Violeta – Isabel Allende

Published By: Bloomsbury
Pages: 336
Released On: 25/01/2022

Violeta comes into the world on a stormy day in 1920, the first girl in a family of five boisterous sons. From the start, her life will be marked by extraordinary events, for the ripples of the Great War are still being felt, even as the Spanish Flu arrives on the shores of her South American homeland almost at the moment of her birth.

Through her father’s prescience, the family will come through that crisis unscathed, only to face a new one as the Great Depression transforms the genteel city life she has known. Her family loses all and is forced to retreat to a wild and beautiful but remote part of the country, There, she will come of age, and her first suitor will come calling.

She tells her story in the form of a letter to someone she loves above all others, recounting devastating heartbreak and passionate affairs, times of both poverty and wealth, terrible loss and immense joy. Her life will be shaped by some of the most important events of history: the fight for women’s rights, the rise and fall of tyrants, and, ultimately, not one but two pandemics.

*****

Thanks to Bloomsbury for the advanced copy of this title in return for an honest review.

I like the writing style of this book, telling a story through a letter. It gives a personal touch and we find ourselves discovering things at the same rate as the letter’s recipient, almost in real time.

I won’t give the plot away, but the opening scenes detailing the 1920 Spanish Flu pandemic were scarily close to home. It’s amazing what they went through then compared to what we have available now, even if it is in a fictional setting.

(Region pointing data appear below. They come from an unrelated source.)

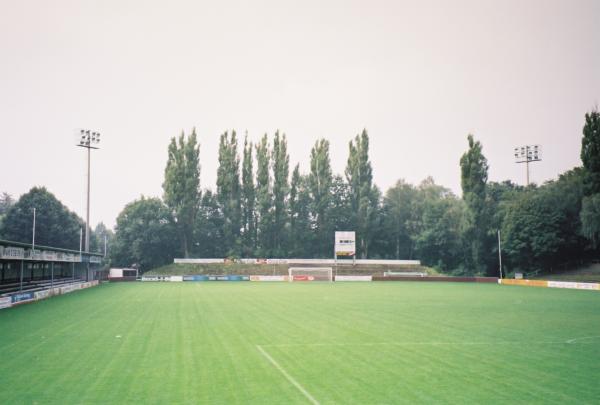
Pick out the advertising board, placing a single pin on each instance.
(268, 278)
(345, 243)
(5, 302)
(22, 297)
(40, 295)
(353, 278)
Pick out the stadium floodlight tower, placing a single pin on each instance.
(526, 154)
(89, 140)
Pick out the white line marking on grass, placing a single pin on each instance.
(508, 343)
(578, 340)
(287, 376)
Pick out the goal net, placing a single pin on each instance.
(310, 274)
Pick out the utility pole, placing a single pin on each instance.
(33, 236)
(500, 254)
(526, 154)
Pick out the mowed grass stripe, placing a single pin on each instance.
(342, 342)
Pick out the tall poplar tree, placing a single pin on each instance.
(301, 233)
(248, 202)
(590, 156)
(228, 192)
(319, 183)
(474, 176)
(281, 168)
(359, 174)
(264, 199)
(182, 186)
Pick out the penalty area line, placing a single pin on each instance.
(287, 376)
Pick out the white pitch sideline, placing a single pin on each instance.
(580, 340)
(287, 376)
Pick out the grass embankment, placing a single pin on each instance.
(590, 274)
(278, 343)
(277, 269)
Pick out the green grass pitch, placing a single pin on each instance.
(286, 343)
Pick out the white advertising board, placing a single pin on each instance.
(353, 278)
(268, 278)
(345, 243)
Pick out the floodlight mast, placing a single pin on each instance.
(87, 139)
(526, 154)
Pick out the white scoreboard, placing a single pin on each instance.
(345, 243)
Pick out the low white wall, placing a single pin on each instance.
(302, 261)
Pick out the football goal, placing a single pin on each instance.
(310, 274)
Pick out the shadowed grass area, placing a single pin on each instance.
(339, 342)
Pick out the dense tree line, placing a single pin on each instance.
(263, 208)
(56, 225)
(260, 209)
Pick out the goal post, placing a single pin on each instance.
(310, 274)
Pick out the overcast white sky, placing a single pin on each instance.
(418, 75)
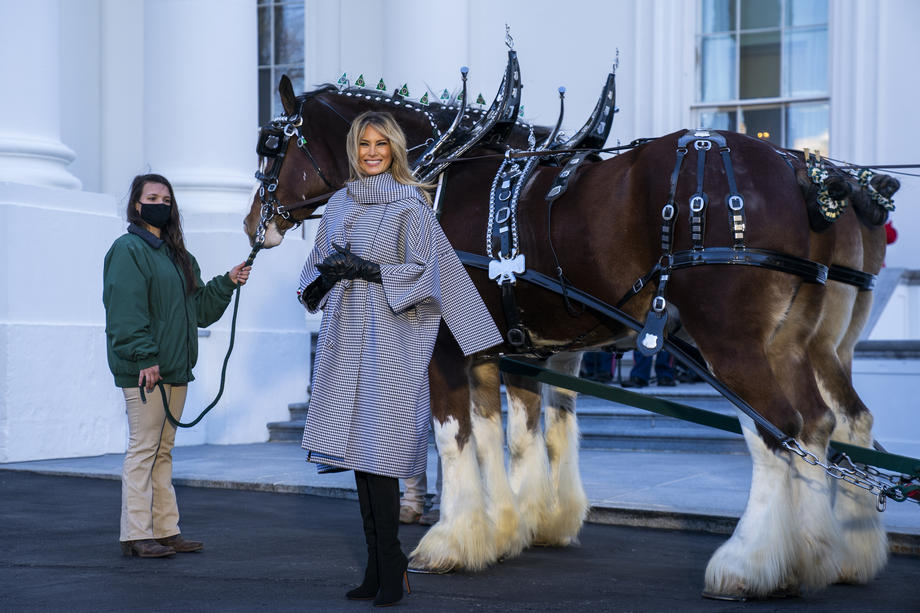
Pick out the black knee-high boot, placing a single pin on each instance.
(371, 585)
(391, 561)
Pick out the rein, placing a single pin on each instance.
(514, 155)
(223, 371)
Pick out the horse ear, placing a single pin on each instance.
(286, 90)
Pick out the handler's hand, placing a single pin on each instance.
(239, 274)
(149, 377)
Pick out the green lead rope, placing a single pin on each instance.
(223, 371)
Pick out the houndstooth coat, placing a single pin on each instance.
(369, 404)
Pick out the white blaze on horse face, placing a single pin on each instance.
(273, 236)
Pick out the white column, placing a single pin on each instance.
(419, 59)
(200, 102)
(31, 150)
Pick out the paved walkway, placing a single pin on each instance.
(695, 491)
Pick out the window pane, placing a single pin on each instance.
(760, 62)
(763, 123)
(718, 15)
(265, 36)
(721, 119)
(807, 126)
(805, 59)
(759, 14)
(289, 30)
(266, 87)
(294, 73)
(806, 12)
(718, 73)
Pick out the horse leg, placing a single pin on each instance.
(764, 554)
(464, 535)
(570, 504)
(818, 543)
(528, 467)
(510, 536)
(865, 541)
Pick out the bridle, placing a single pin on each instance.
(272, 147)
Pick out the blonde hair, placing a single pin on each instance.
(387, 126)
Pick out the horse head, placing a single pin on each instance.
(302, 158)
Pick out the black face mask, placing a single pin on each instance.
(157, 215)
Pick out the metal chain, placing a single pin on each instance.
(867, 478)
(495, 183)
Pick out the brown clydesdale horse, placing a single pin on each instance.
(756, 329)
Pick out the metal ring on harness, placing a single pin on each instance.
(516, 336)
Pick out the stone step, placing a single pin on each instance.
(608, 425)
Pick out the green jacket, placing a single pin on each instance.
(148, 317)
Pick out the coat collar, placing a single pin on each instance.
(380, 189)
(145, 234)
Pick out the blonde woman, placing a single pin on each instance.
(385, 276)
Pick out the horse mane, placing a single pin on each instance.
(438, 113)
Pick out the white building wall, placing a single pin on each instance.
(170, 85)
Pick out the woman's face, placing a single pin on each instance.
(374, 155)
(154, 193)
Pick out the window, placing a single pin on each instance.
(762, 70)
(281, 51)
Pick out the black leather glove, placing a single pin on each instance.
(313, 293)
(343, 264)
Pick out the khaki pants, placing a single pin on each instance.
(148, 500)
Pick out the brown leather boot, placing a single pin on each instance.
(146, 548)
(180, 544)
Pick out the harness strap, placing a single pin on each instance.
(734, 201)
(676, 347)
(863, 280)
(699, 200)
(560, 185)
(811, 272)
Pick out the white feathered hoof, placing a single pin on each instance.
(865, 549)
(468, 544)
(562, 524)
(511, 535)
(736, 574)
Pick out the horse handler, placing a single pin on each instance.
(154, 302)
(384, 274)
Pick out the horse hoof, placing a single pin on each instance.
(728, 597)
(429, 571)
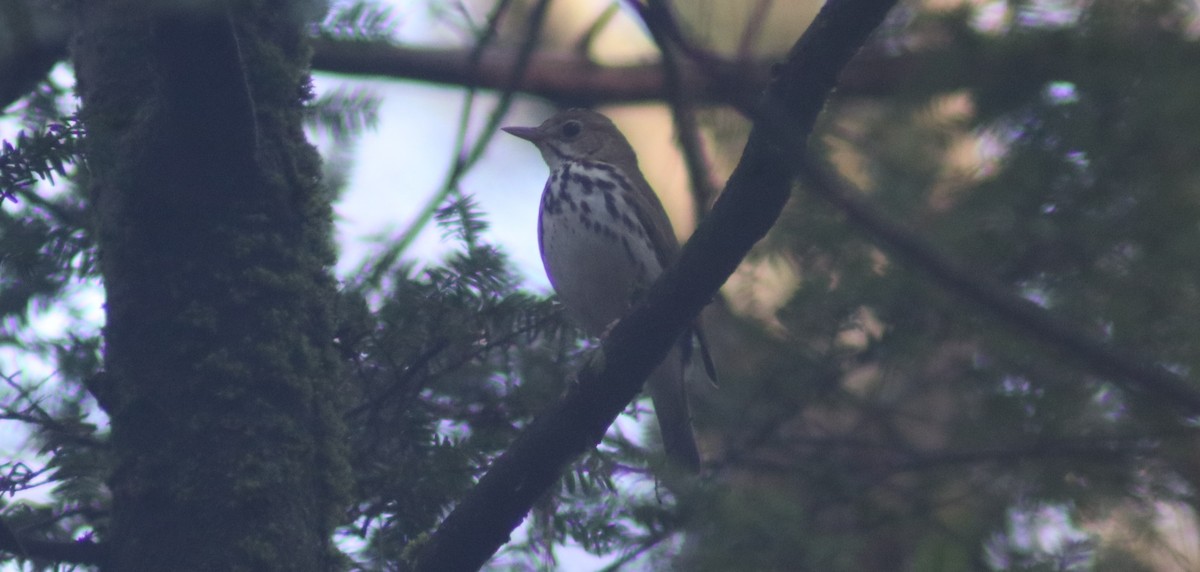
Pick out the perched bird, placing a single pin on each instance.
(605, 238)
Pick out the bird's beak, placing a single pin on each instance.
(527, 133)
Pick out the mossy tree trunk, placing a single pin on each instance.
(215, 247)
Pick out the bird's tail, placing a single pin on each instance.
(669, 392)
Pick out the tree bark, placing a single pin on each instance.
(215, 247)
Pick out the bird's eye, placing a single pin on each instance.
(571, 128)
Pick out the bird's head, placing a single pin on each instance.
(579, 134)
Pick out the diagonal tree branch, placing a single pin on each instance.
(1132, 372)
(754, 198)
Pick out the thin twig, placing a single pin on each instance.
(660, 22)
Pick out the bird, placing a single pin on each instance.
(604, 239)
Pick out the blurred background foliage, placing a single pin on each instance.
(868, 419)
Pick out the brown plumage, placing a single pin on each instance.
(605, 238)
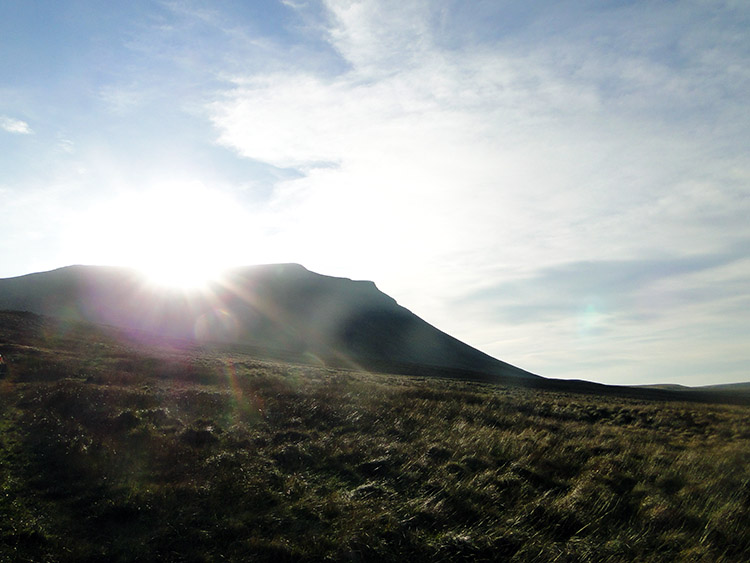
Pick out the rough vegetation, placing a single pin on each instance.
(112, 449)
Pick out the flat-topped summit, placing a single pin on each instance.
(278, 306)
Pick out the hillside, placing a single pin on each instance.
(283, 308)
(119, 448)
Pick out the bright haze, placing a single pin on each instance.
(563, 185)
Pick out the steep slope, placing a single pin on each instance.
(280, 307)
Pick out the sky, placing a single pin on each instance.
(563, 185)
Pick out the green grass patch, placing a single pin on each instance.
(111, 449)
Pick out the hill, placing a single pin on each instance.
(115, 447)
(283, 308)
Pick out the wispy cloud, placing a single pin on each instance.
(580, 149)
(15, 126)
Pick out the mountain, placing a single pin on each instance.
(281, 308)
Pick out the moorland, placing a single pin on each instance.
(120, 447)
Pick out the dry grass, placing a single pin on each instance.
(112, 451)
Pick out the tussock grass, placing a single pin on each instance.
(110, 450)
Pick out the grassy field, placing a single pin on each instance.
(120, 450)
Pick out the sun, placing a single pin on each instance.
(180, 235)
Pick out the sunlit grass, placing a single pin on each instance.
(118, 452)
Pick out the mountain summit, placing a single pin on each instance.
(282, 307)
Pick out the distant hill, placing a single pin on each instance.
(283, 307)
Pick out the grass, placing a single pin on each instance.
(114, 449)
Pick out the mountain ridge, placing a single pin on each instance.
(277, 306)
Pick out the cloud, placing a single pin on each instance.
(15, 126)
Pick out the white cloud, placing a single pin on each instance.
(618, 138)
(15, 126)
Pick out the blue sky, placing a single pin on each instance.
(562, 185)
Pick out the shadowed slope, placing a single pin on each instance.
(279, 307)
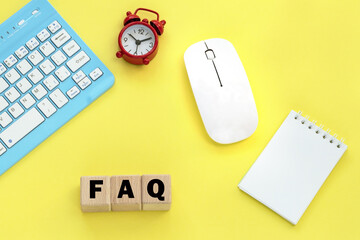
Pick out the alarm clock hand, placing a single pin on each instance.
(132, 37)
(145, 39)
(137, 46)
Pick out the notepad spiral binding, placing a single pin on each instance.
(311, 125)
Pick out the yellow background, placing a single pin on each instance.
(301, 55)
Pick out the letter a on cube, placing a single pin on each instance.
(126, 193)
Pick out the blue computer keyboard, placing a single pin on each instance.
(47, 76)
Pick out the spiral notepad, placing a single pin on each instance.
(293, 166)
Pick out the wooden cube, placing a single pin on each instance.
(156, 192)
(95, 194)
(125, 193)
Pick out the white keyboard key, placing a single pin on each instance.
(84, 83)
(10, 61)
(39, 91)
(27, 101)
(51, 82)
(79, 76)
(43, 35)
(21, 52)
(73, 92)
(2, 149)
(47, 48)
(22, 127)
(58, 58)
(3, 103)
(78, 61)
(96, 74)
(32, 44)
(12, 76)
(5, 119)
(2, 68)
(71, 48)
(35, 76)
(16, 110)
(24, 67)
(60, 38)
(35, 57)
(47, 107)
(62, 73)
(58, 98)
(23, 85)
(12, 94)
(54, 27)
(47, 67)
(3, 85)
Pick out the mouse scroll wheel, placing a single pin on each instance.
(210, 54)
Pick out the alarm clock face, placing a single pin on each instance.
(138, 40)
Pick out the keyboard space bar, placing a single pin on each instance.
(22, 127)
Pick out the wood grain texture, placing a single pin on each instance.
(126, 202)
(101, 202)
(153, 198)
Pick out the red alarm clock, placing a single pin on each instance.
(138, 40)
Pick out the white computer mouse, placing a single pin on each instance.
(222, 90)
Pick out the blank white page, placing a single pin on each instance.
(293, 166)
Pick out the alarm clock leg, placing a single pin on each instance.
(119, 54)
(146, 61)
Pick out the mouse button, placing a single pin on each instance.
(210, 54)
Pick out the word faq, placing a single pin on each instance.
(125, 193)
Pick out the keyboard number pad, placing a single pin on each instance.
(32, 44)
(54, 27)
(5, 119)
(43, 35)
(35, 57)
(46, 107)
(27, 101)
(16, 110)
(58, 98)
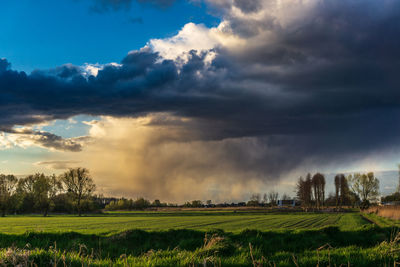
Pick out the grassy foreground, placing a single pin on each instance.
(191, 239)
(156, 221)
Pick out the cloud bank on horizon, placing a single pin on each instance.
(279, 86)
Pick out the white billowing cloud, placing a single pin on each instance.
(28, 136)
(194, 37)
(93, 69)
(158, 156)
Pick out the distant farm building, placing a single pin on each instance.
(286, 203)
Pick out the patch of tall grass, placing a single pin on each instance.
(329, 246)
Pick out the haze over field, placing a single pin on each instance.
(201, 99)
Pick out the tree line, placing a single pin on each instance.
(355, 189)
(70, 192)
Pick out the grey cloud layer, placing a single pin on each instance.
(329, 81)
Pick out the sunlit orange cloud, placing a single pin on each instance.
(131, 157)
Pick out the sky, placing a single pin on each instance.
(226, 97)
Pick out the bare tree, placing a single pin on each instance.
(337, 189)
(344, 190)
(273, 197)
(8, 185)
(318, 184)
(79, 183)
(366, 186)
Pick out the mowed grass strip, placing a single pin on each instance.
(112, 223)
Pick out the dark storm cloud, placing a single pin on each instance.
(326, 84)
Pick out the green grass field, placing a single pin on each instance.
(228, 221)
(199, 238)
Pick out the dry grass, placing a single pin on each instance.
(391, 212)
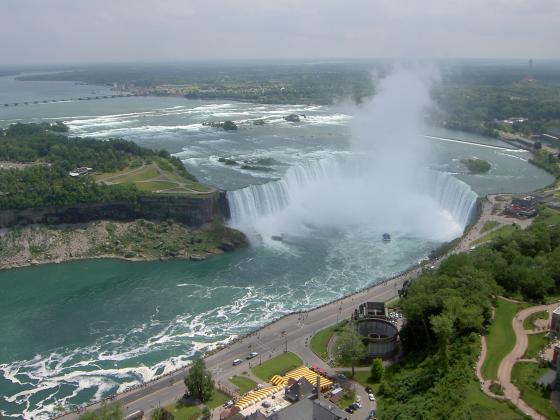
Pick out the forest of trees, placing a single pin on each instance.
(447, 308)
(46, 183)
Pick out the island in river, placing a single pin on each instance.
(67, 198)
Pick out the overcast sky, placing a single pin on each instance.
(58, 31)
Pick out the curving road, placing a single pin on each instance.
(292, 332)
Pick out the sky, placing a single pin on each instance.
(73, 31)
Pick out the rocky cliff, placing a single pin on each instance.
(191, 211)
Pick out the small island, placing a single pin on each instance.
(476, 166)
(226, 125)
(292, 118)
(64, 198)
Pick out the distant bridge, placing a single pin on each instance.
(82, 98)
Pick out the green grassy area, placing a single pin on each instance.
(244, 383)
(536, 343)
(184, 412)
(320, 341)
(278, 365)
(218, 399)
(500, 338)
(490, 224)
(548, 215)
(523, 376)
(528, 323)
(483, 407)
(152, 177)
(504, 232)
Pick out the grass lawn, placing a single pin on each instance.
(243, 383)
(528, 324)
(524, 375)
(218, 399)
(536, 342)
(320, 341)
(278, 365)
(184, 412)
(549, 216)
(490, 224)
(483, 407)
(153, 177)
(500, 338)
(504, 231)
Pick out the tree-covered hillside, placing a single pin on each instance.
(51, 154)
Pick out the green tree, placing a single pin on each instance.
(377, 370)
(106, 412)
(349, 347)
(199, 381)
(161, 414)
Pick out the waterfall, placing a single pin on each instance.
(454, 196)
(334, 193)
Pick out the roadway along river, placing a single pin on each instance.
(83, 330)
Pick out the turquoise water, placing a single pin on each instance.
(78, 331)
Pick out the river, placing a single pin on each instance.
(77, 331)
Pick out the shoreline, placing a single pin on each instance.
(135, 241)
(388, 286)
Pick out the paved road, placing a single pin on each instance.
(292, 332)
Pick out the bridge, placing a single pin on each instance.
(82, 98)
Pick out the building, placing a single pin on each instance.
(371, 310)
(307, 404)
(377, 331)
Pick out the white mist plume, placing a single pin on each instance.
(384, 185)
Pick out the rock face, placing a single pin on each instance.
(191, 211)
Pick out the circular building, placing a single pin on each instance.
(380, 335)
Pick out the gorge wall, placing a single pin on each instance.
(191, 211)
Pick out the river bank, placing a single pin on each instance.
(139, 240)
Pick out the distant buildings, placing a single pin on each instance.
(79, 171)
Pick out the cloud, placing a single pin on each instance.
(38, 31)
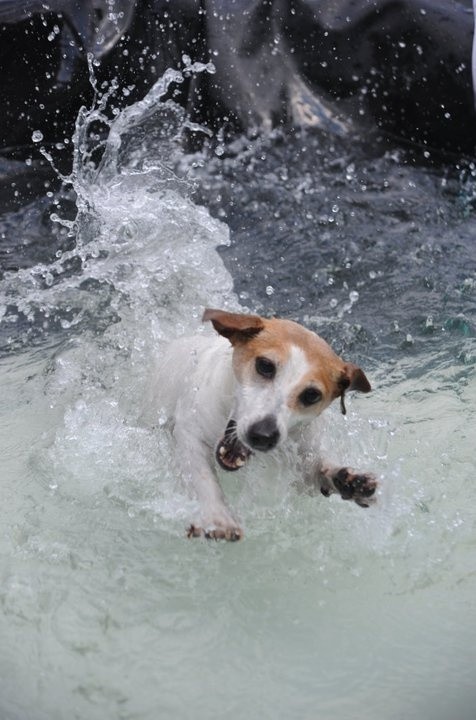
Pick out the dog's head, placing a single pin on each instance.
(285, 375)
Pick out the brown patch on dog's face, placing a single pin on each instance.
(319, 380)
(284, 371)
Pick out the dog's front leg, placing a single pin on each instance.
(216, 519)
(348, 483)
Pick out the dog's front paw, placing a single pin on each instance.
(217, 532)
(359, 487)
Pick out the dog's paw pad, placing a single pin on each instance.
(232, 534)
(359, 487)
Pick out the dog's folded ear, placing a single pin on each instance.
(352, 378)
(236, 327)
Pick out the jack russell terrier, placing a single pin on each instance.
(245, 391)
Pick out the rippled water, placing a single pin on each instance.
(324, 610)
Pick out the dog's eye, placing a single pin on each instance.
(310, 396)
(265, 367)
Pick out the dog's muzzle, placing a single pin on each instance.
(231, 453)
(263, 435)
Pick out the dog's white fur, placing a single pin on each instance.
(205, 382)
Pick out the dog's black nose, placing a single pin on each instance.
(264, 434)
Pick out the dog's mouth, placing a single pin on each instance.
(231, 453)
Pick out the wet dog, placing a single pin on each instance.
(247, 390)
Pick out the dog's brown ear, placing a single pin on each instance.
(234, 326)
(352, 378)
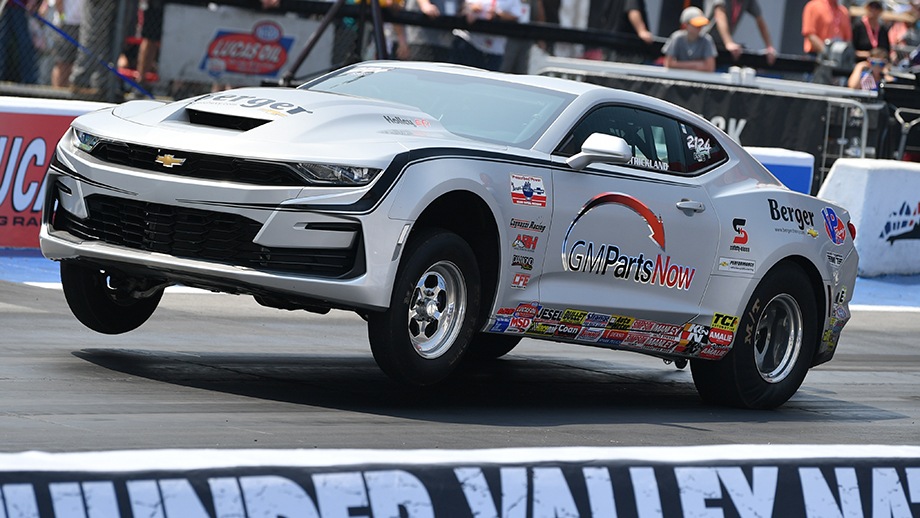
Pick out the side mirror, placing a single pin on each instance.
(603, 148)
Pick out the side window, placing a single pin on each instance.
(702, 150)
(656, 141)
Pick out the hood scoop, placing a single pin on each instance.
(223, 120)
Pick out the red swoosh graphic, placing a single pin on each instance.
(654, 223)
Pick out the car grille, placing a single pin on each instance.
(201, 166)
(197, 234)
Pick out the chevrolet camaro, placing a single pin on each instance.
(458, 211)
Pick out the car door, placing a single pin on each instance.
(639, 239)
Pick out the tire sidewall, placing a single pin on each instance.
(388, 331)
(752, 390)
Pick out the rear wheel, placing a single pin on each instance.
(423, 335)
(108, 302)
(773, 347)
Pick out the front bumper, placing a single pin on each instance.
(218, 235)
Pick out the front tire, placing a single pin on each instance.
(423, 335)
(773, 347)
(106, 302)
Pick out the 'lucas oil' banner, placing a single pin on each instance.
(708, 481)
(29, 131)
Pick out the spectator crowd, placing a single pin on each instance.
(39, 38)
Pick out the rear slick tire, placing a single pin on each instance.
(422, 337)
(773, 347)
(94, 297)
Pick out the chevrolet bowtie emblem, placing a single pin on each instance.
(169, 160)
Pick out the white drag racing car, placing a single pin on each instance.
(458, 211)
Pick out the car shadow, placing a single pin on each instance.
(513, 391)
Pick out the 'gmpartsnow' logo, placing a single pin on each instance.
(263, 52)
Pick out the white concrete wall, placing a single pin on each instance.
(883, 197)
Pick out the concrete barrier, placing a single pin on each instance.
(29, 131)
(883, 197)
(794, 168)
(717, 480)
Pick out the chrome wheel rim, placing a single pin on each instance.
(778, 339)
(436, 309)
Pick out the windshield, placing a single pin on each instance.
(483, 109)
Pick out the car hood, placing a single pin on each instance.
(277, 123)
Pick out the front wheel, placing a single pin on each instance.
(107, 302)
(420, 339)
(773, 347)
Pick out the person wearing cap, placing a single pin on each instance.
(869, 74)
(727, 14)
(869, 32)
(687, 48)
(823, 21)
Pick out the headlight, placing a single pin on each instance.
(337, 174)
(84, 141)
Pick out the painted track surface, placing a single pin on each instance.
(221, 371)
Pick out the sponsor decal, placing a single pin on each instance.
(415, 123)
(727, 264)
(620, 322)
(648, 326)
(527, 310)
(835, 259)
(528, 190)
(841, 296)
(721, 337)
(524, 224)
(520, 280)
(725, 322)
(262, 52)
(522, 261)
(903, 223)
(542, 328)
(606, 258)
(596, 320)
(609, 259)
(741, 237)
(525, 243)
(612, 336)
(573, 316)
(655, 225)
(567, 331)
(712, 351)
(801, 217)
(693, 338)
(835, 228)
(550, 315)
(500, 325)
(590, 334)
(519, 325)
(264, 104)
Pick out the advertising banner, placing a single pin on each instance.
(29, 131)
(227, 45)
(586, 482)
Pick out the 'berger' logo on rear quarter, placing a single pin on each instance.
(169, 160)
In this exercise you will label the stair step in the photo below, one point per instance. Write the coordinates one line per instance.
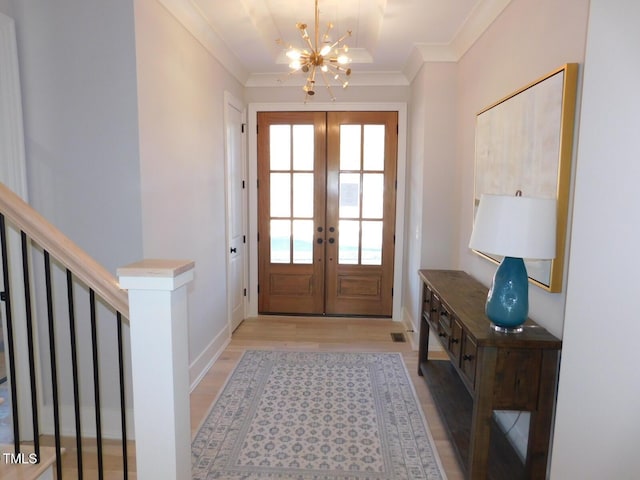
(23, 467)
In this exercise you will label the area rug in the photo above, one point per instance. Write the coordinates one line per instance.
(316, 416)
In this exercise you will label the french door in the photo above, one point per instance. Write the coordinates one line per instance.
(326, 212)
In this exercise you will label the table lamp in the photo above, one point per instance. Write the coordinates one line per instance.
(514, 227)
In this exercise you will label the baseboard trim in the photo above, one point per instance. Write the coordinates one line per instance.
(203, 363)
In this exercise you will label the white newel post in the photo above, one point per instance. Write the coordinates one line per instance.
(160, 366)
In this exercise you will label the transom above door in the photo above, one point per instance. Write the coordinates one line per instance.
(326, 212)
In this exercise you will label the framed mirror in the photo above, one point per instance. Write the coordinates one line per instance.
(524, 142)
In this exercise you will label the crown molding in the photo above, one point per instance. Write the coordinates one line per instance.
(359, 79)
(478, 21)
(481, 17)
(191, 17)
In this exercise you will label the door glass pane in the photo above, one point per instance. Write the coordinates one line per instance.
(372, 195)
(371, 243)
(350, 141)
(303, 147)
(374, 147)
(280, 241)
(280, 192)
(303, 195)
(349, 195)
(280, 147)
(348, 241)
(303, 241)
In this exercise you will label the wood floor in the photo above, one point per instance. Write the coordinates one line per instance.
(321, 334)
(283, 333)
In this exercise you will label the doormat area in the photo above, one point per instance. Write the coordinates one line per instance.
(316, 416)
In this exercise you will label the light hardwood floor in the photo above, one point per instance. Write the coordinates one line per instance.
(286, 333)
(321, 334)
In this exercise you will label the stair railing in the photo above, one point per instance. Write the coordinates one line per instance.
(168, 460)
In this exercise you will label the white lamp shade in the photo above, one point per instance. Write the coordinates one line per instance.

There’s a lovely relationship between the two generations of 100-year-old Violeta and her grandson. This book explores relationships in all its guises – parents, children, friends, lovers, staff, strangers – and how they carry with us through our lives, the good relationships and the bad.

I have been vocal before about my love of short chapters, and my dislike for long rambling sections. I like to read to the end of a chapter, and when there’s another 50 pages before you get there, it’s a bit off-putting. But I’m going to go against my own view this time. This book split into sections, within which are separate chapters. I feel it would have benefitted from just being one long story to match the letter format, as we don’t often split letters into chapters.

It felt so real, like I was reading some real-life expose. It is a fictional tale set amongst some of the most powerful true events. There were definitely some scenes I found more interesting and more engaging than others, but overall I found there was a little bit of magic running through the veins of this book.